26.01.2022 08:04 • 27.01.2022 #1


19 Antworten ↓


Flame
Mein Beileid...
Der Tod eines nahestehenden Menschen ist immer ein tiefgreifender Einschnitt.
Mit der Zeit aber wandelt sich die Trauer und das normale Leben rückt wieder mehr in den Vordergrund aber zunächst ist man von der Rolle und das ist ganz normal.

Hast Du eine diagnostizierte Angststörung oder ist das neu für Dich mit den Panikattacken?

Ich hatte nach dem Tod meiner Mutter ebenfalls Schwierigkeiten,musste einige Monate täglich deutlich mehr Bedarfsmedikation nehmen als üblich.

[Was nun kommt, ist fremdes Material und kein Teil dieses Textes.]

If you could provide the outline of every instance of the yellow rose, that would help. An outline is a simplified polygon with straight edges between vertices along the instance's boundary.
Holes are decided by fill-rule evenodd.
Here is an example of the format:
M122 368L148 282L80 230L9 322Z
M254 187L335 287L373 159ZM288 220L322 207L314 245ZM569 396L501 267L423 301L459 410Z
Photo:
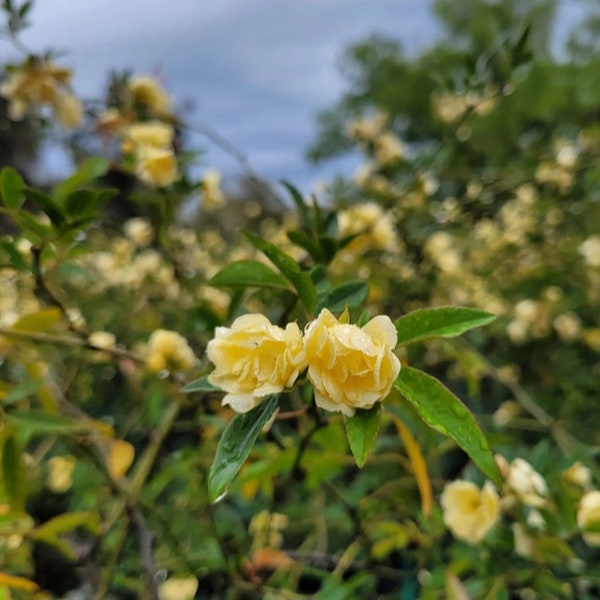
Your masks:
M146 105L157 115L167 116L171 109L171 98L153 77L137 75L129 81L133 102Z
M63 94L56 103L56 116L65 129L75 129L83 120L83 106L73 94Z
M174 137L173 127L161 121L134 123L125 130L126 145L133 149L144 146L170 149Z
M47 484L55 494L64 494L73 485L75 462L75 457L70 454L53 456L48 461Z
M49 61L28 60L0 85L0 96L10 101L8 113L20 121L30 106L50 106L61 125L72 129L83 117L79 100L70 92L71 71Z
M293 385L306 366L298 325L282 329L259 314L238 317L231 328L217 327L206 353L216 367L208 380L227 392L223 404L240 413Z
M524 459L515 458L508 466L508 487L525 506L546 506L548 486L544 478Z
M146 184L166 187L179 178L171 150L145 146L136 153L136 174Z
M193 600L198 590L198 580L190 577L169 577L160 584L158 596L160 600Z
M360 328L340 323L324 308L304 335L317 405L351 417L357 408L383 400L400 372L393 353L397 340L389 317L375 317Z
M594 490L584 494L577 511L577 525L586 529L591 525L600 525L600 492ZM600 546L600 533L583 533L583 539L589 546Z
M480 542L500 516L498 494L489 481L482 490L470 481L453 481L444 488L441 504L448 529L472 544Z
M148 341L147 367L158 373L163 369L185 371L196 362L187 340L176 331L157 329Z

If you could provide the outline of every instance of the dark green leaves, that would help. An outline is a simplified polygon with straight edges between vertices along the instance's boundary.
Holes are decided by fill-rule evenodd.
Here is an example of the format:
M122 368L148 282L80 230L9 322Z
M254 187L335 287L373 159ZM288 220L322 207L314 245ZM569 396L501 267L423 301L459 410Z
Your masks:
M350 450L352 450L356 464L361 469L367 462L367 457L377 437L380 421L380 402L367 410L357 409L354 416L346 420L346 436Z
M208 474L211 502L227 492L227 486L248 458L261 429L273 416L278 399L278 396L268 396L250 412L235 416L223 432Z
M294 286L307 312L312 313L317 305L317 292L308 273L303 271L291 256L281 251L271 242L267 242L267 240L263 240L248 231L244 233L252 245L260 250Z
M395 325L398 345L411 344L431 337L454 337L474 327L486 325L496 317L474 308L446 306L424 308L400 317Z
M287 281L281 275L257 260L232 262L219 271L209 283L215 287L288 287Z
M23 204L23 188L25 184L21 176L11 167L0 171L0 195L6 208L19 208Z
M332 313L341 313L346 306L349 309L360 308L369 296L369 286L364 281L348 281L333 288L321 298L319 309L328 308Z
M495 483L501 476L487 440L469 409L431 375L404 366L394 386L432 429L454 440Z

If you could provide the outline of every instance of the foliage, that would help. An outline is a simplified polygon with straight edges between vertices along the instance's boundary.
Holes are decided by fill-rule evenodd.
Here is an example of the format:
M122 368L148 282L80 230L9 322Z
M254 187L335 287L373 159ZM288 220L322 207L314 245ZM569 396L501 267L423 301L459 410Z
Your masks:
M560 62L552 2L435 6L349 50L311 154L355 180L235 234L154 79L7 68L80 138L0 171L0 596L597 597L595 21Z

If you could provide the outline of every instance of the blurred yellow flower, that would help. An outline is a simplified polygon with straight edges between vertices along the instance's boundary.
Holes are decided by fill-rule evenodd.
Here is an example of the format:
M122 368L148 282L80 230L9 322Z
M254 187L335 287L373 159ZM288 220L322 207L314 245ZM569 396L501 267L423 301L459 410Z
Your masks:
M138 246L148 246L154 237L152 225L141 217L133 217L125 221L123 233Z
M506 467L506 482L526 506L540 508L548 502L548 486L544 478L524 459L515 458Z
M61 94L55 106L58 122L65 129L75 129L83 120L83 106L73 94Z
M171 98L154 77L136 75L129 80L129 91L134 106L143 104L157 116L168 116Z
M171 125L161 121L133 123L125 131L125 150L135 151L140 147L171 149L175 131Z
M65 456L53 456L48 461L48 488L55 494L64 494L73 485L73 470L75 469L75 457L67 454Z
M400 372L393 353L397 339L387 316L374 317L360 328L340 323L324 308L304 335L317 405L351 417L357 408L383 400Z
M206 354L216 367L209 381L227 392L223 404L240 413L293 385L306 367L298 325L282 329L259 314L238 317L230 328L217 327Z
M179 178L173 152L152 146L144 146L137 151L135 171L141 181L157 187L171 185Z
M117 339L115 338L115 334L110 333L109 331L94 331L93 333L90 333L88 342L96 348L111 350L115 347Z
M0 85L0 96L10 104L8 114L20 121L30 106L49 106L66 128L77 127L83 116L79 100L70 92L71 70L50 61L29 59Z
M221 175L218 171L209 169L202 177L202 206L212 209L224 204L225 195L221 189Z
M480 542L500 517L498 494L490 481L482 490L471 481L453 481L444 488L441 504L452 534L471 544Z
M581 498L577 510L577 525L585 530L592 525L600 526L600 492L593 490ZM600 546L600 532L582 533L583 539L589 546Z
M169 577L160 584L158 596L160 600L194 600L198 590L198 580L189 577Z
M187 340L176 331L157 329L150 336L146 365L151 371L185 371L195 362L194 351Z

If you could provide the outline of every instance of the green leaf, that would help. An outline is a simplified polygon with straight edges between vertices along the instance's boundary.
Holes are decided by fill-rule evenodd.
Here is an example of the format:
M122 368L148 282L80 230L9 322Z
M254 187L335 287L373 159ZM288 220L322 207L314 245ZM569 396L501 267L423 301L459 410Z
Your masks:
M49 306L23 315L13 323L11 329L15 331L49 331L60 323L62 318L63 315L60 308Z
M475 417L450 390L435 377L407 366L400 370L394 387L429 427L454 440L485 475L502 484L492 451Z
M105 158L90 158L81 165L71 177L59 183L53 190L52 196L60 206L64 206L67 197L75 190L102 177L108 171L110 161Z
M15 387L13 387L8 394L0 402L3 406L10 406L23 398L27 398L35 394L42 386L44 381L42 379L33 379L31 381L25 381Z
M358 408L354 416L346 420L346 436L354 460L360 469L367 462L367 457L377 437L381 421L381 402L369 409Z
M34 217L26 210L19 210L15 215L13 215L13 219L24 232L29 234L33 233L40 240L45 240L53 232L49 225L42 223L40 219Z
M319 242L306 231L288 231L286 233L290 242L304 248L316 262L323 262L324 253Z
M34 188L23 188L23 194L25 194L25 197L28 200L31 200L31 202L33 202L42 212L45 212L48 215L53 225L61 227L65 223L65 215L51 196Z
M298 189L295 186L293 186L288 181L282 180L281 184L284 185L286 187L287 191L290 193L290 196L292 197L292 200L294 201L296 208L300 211L300 214L302 215L304 222L309 227L311 227L313 224L312 215L310 213L310 208L308 207L308 205L304 201L304 198L302 197L302 194L298 191Z
M14 169L4 167L0 171L0 194L6 208L19 208L23 204L24 187L23 179Z
M13 410L8 413L7 421L25 437L70 434L86 429L83 423L74 419L42 410Z
M23 453L14 435L6 438L2 448L2 481L10 505L23 508L27 498L27 480Z
M70 217L89 218L95 216L98 208L114 198L116 190L77 190L65 200L65 210ZM70 224L72 225L72 223Z
M221 392L222 390L210 383L208 375L205 375L204 377L200 377L200 379L190 381L181 391L189 394L191 392Z
M328 308L332 313L342 312L346 306L349 309L360 308L369 296L369 286L364 281L348 281L331 290L319 302L317 310Z
M306 310L312 313L317 305L317 292L308 273L304 272L291 256L281 251L271 242L267 242L267 240L263 240L248 231L244 233L252 245L258 248L294 286L300 301L304 304Z
M237 260L221 269L210 281L215 287L287 288L287 281L257 260Z
M0 248L8 255L10 266L17 271L31 271L31 265L9 240L0 240Z
M250 412L235 416L223 432L208 474L211 502L227 492L227 486L248 458L261 429L273 416L278 401L278 396L268 396Z
M78 527L85 527L90 533L99 534L101 532L100 518L96 513L89 511L65 513L46 521L34 529L30 535L37 540L51 543L52 538Z
M412 344L431 337L454 337L474 327L486 325L496 318L474 308L446 306L423 308L400 317L395 325L398 345Z

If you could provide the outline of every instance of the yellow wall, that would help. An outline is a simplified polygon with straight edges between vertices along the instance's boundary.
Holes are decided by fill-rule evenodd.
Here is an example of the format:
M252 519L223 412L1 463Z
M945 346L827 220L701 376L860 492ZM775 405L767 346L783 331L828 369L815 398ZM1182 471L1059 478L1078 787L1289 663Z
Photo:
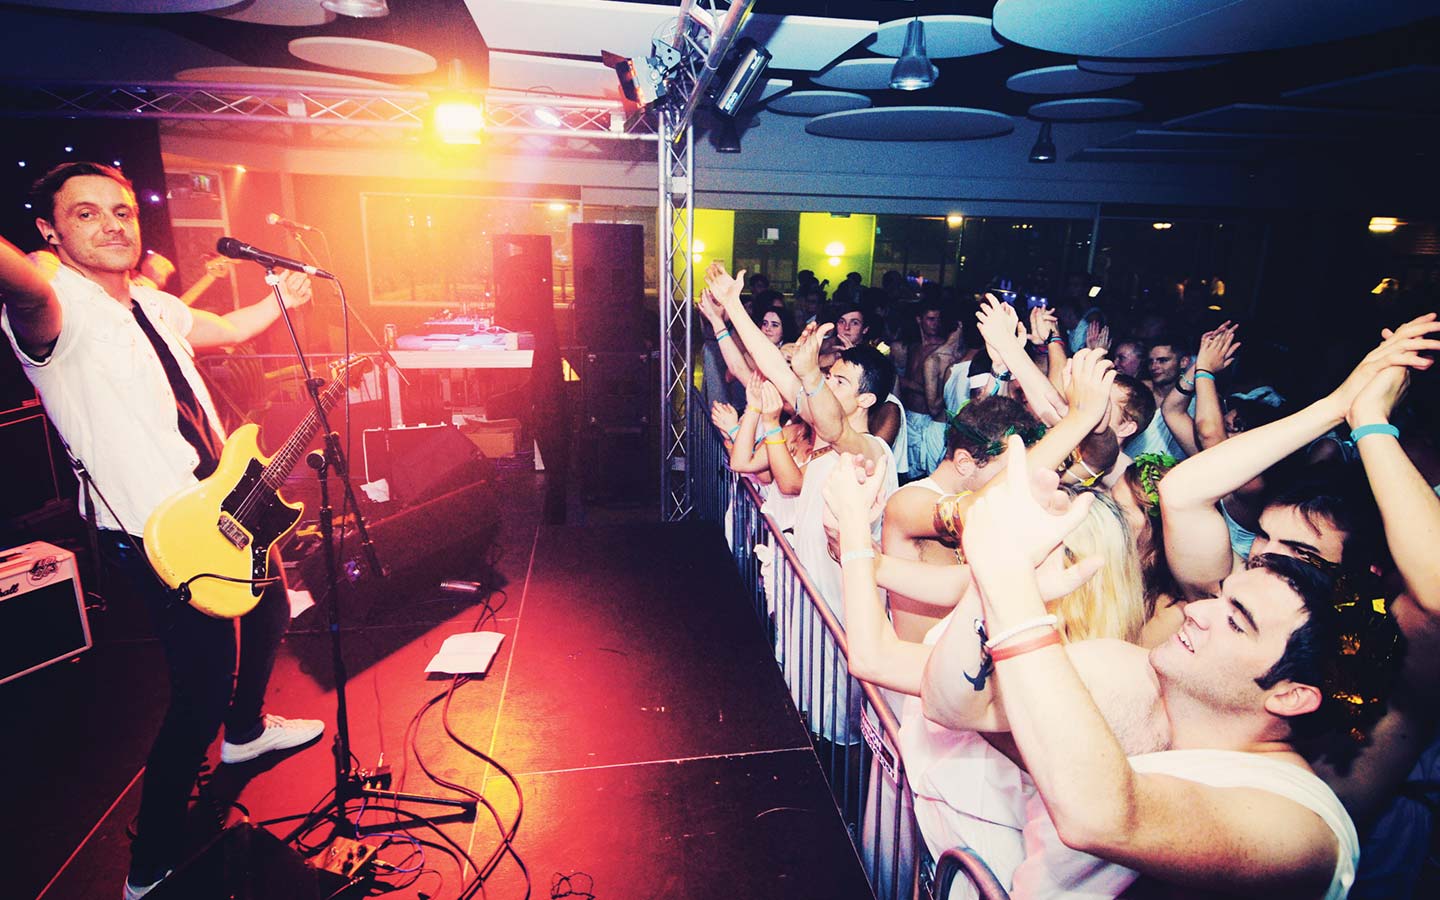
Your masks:
M733 274L735 271L735 211L730 209L696 209L693 239L705 245L695 266L695 296L705 290L705 267L720 260Z
M836 265L830 264L826 246L839 241L845 245ZM859 272L868 281L875 259L875 217L855 214L837 218L829 213L800 214L800 259L797 271L811 269L821 281L829 279L831 289L846 274Z

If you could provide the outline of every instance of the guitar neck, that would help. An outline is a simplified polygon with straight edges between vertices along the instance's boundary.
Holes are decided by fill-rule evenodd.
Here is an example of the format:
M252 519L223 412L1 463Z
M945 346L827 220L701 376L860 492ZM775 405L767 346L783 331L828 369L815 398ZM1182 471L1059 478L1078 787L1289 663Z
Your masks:
M327 410L334 406L347 387L343 375L332 380L325 390L320 392L320 406ZM290 434L290 439L285 442L285 446L270 458L270 464L265 467L265 471L261 475L266 485L274 490L279 490L284 485L290 471L295 468L295 464L305 454L305 448L310 446L310 440L319 430L320 415L311 409L305 415L304 421Z

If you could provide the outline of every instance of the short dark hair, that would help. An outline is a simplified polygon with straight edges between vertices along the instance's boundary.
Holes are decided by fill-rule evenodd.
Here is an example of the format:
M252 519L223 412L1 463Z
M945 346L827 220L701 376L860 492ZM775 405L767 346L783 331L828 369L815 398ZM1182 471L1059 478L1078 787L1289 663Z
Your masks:
M960 408L945 429L945 455L964 450L984 468L994 458L996 444L1003 449L1007 434L1035 434L1040 420L1030 408L1013 397L981 397ZM1033 443L1033 441L1026 441Z
M890 357L874 347L861 344L842 351L840 358L860 367L860 380L855 385L857 394L874 394L877 403L890 396L895 386L895 364Z
M1313 467L1305 478L1276 493L1265 504L1293 508L1311 528L1334 526L1345 534L1340 566L1347 571L1388 563L1384 523L1368 483L1340 466Z
M65 182L81 175L100 175L113 181L118 181L125 186L130 193L135 193L135 185L130 183L124 173L114 166L107 166L97 162L67 162L61 163L50 171L36 179L30 186L31 211L39 218L47 222L55 221L55 195L65 186Z
M1318 566L1292 556L1252 557L1300 596L1305 621L1290 632L1280 658L1255 683L1269 690L1282 681L1320 691L1320 705L1288 720L1297 740L1348 767L1354 751L1379 720L1404 659L1405 641L1395 620L1374 608L1371 592L1355 592ZM1357 599L1359 602L1357 602ZM1327 740L1339 738L1340 742Z
M1120 412L1128 421L1135 423L1135 433L1149 428L1150 420L1155 418L1155 395L1150 393L1145 382L1124 372L1115 374L1115 383L1125 391Z
M1176 356L1188 356L1193 359L1195 357L1195 351L1188 349L1189 346L1189 341L1185 340L1180 335L1173 333L1162 334L1158 338L1150 342L1151 350L1154 350L1156 347L1169 347L1171 350L1175 351Z

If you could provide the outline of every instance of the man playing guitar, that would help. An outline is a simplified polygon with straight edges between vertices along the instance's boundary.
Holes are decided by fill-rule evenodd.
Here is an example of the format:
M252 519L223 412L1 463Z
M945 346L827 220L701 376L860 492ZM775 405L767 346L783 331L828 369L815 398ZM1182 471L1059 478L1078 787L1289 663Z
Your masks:
M283 581L270 582L240 617L237 669L235 622L177 598L140 539L160 503L214 471L224 441L193 348L238 344L280 313L267 296L219 316L133 281L139 210L117 169L66 163L36 182L30 201L50 252L27 258L0 239L0 327L100 501L102 557L144 598L170 671L170 707L146 761L123 893L134 900L181 861L190 788L221 725L226 763L300 746L324 730L317 720L262 713L289 621ZM310 299L299 273L286 273L280 289L286 306Z

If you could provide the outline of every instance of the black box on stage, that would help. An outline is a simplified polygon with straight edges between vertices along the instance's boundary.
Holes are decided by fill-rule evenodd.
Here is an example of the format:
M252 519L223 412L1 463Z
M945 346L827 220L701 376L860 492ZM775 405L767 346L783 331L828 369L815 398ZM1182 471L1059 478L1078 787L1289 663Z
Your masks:
M384 478L390 499L419 503L489 477L484 454L454 425L367 428L365 480Z
M43 541L0 551L0 684L90 644L75 554Z

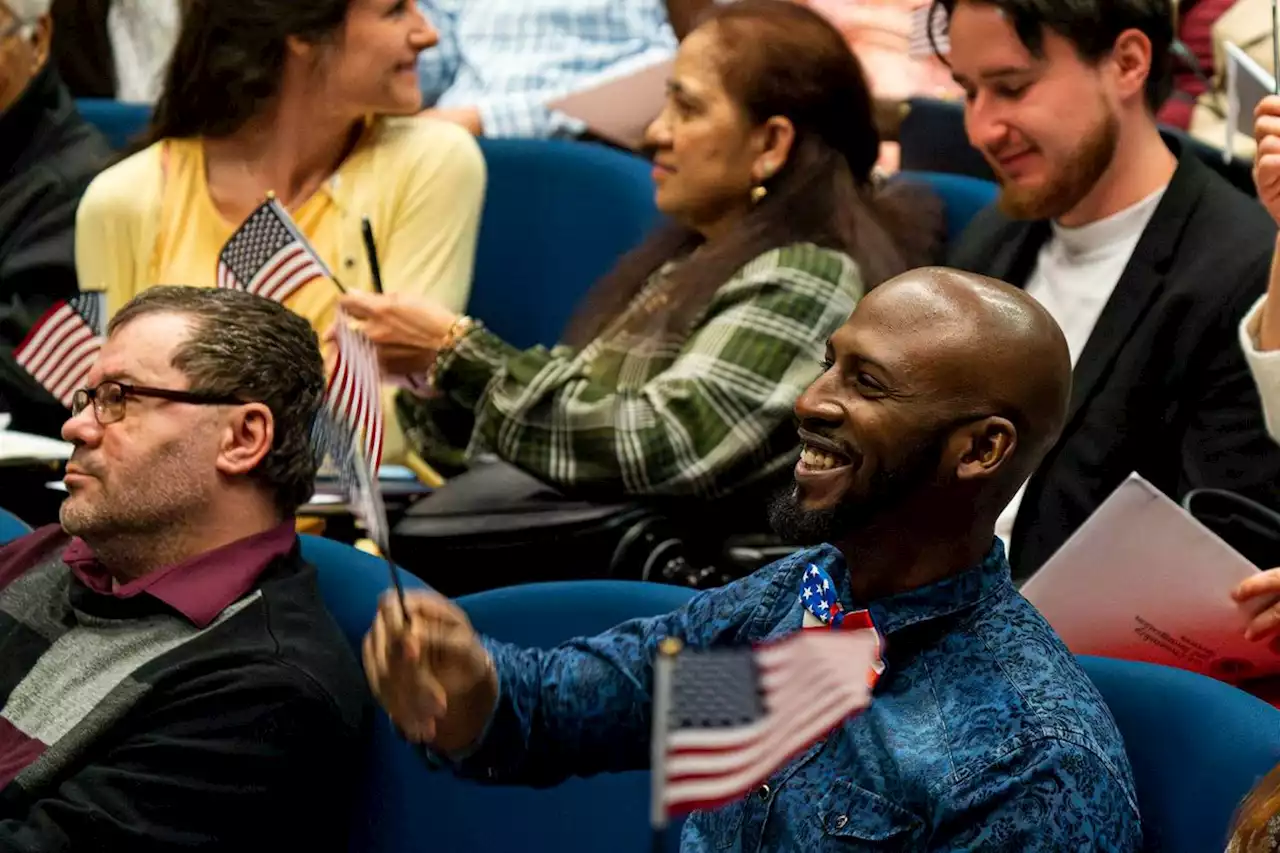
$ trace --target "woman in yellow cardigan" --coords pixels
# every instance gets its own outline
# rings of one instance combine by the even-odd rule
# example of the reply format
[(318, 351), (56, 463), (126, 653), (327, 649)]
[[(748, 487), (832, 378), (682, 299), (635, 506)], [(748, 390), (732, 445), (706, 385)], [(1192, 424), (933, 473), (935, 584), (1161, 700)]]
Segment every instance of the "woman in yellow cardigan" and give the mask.
[[(412, 0), (191, 0), (146, 147), (81, 202), (81, 289), (110, 315), (155, 284), (212, 287), (219, 250), (274, 192), (348, 290), (372, 290), (368, 217), (389, 290), (462, 310), (484, 160), (465, 130), (415, 117), (435, 42)], [(286, 304), (323, 333), (339, 295), (314, 282)], [(401, 444), (389, 430), (387, 458)]]

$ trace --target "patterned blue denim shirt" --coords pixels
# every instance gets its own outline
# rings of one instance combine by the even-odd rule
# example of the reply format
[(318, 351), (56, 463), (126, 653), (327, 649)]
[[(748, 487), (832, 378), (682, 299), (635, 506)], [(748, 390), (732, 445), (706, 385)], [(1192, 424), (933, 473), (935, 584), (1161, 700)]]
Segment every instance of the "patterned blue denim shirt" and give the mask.
[[(706, 647), (800, 628), (814, 563), (855, 607), (841, 555), (811, 549), (549, 651), (486, 640), (500, 679), (458, 772), (545, 785), (649, 764), (651, 662), (664, 636)], [(701, 851), (1136, 851), (1141, 825), (1102, 698), (1014, 589), (997, 540), (976, 568), (870, 607), (888, 669), (871, 707), (755, 793), (685, 824)]]

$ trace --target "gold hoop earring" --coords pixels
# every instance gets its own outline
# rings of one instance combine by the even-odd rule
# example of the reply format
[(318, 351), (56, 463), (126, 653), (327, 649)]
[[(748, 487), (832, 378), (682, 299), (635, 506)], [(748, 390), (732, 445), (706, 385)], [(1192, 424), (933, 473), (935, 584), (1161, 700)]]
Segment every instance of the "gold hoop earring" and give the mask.
[(752, 203), (752, 204), (759, 204), (759, 203), (760, 203), (760, 199), (764, 198), (764, 197), (765, 197), (765, 196), (767, 196), (768, 194), (769, 194), (769, 191), (768, 191), (767, 189), (765, 189), (764, 187), (761, 187), (761, 186), (752, 187), (752, 188), (751, 188), (751, 203)]

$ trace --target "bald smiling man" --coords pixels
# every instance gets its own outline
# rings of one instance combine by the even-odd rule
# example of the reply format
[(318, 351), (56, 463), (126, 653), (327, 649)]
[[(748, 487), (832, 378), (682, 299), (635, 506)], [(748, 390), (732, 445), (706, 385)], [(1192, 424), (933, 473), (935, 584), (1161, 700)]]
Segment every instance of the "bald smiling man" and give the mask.
[(658, 641), (830, 625), (802, 594), (817, 576), (886, 638), (872, 705), (751, 796), (694, 814), (683, 850), (1139, 850), (1115, 722), (994, 534), (1062, 429), (1062, 331), (1021, 290), (922, 269), (868, 294), (828, 361), (796, 404), (803, 456), (773, 507), (812, 547), (550, 650), (479, 637), (436, 596), (411, 597), (408, 628), (388, 603), (365, 643), (375, 694), (462, 775), (550, 784), (645, 767)]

Für eine solche Situation ist das vollkommen okay und angemessen.

Nach einigen Monaten merkte ich,dass es mir besser ging und konnte dann die Medikamente auch ohne Probleme langsam wieder auf die übliche Dosis zurückschrauben.

Quäl Dich jetzt nicht noch zusätzlich mit zuviel Gedanken an Medikamente,die nimmst Du nur für den Übergang.

Aus meiner Sicht wäre es was die Wirkung angeht allerdings günstiger,ein trizyklisches Antidepressivum zu nehmen statt Escitalopram,da hättest Du die beruhigende Wirkung inklusive und bräuchtest ggf. gar kein Bedarfsmedikament zusätzlich.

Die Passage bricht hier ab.